On the coronary heart of the issue is the Session Recording Storage Supervisor, a Home windows service that manages the recorded session information acquired from every pc that has the function enabled.
Whereas the Storage Supervisor receives the session recordings as message bytes by way of the Microsoft Message Queuing (MSMQ) service, the evaluation discovered {that a} serialization course of is employed to switch the info and that the queue occasion has extreme privileges.
To make issues worse, the info acquired from the queue is deserialized utilizing BinaryFormatter, thereby permitting an attacker to abuse the insecure permissions set through the initialization course of to cross specifically crafted MSMQ messages despatched by way of HTTP over the web.

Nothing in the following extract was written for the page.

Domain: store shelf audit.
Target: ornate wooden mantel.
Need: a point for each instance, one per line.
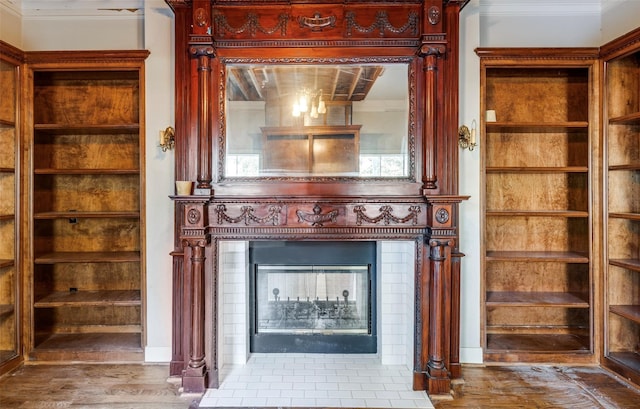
(422, 208)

“We know there is a MSMQ instance with misconfigured permissions, and we know that it uses the infamous BinaryFormatter class to perform deserialization,” Kheirkhah stated, detailing the steps to create an exploit. “The ‘cherry on top’ is that it can be reached not only locally, through the MSMQ TCP port, but also from any other host, via HTTP.”
“This combo allows for a good old unauthenticated RCE,” the researcher added.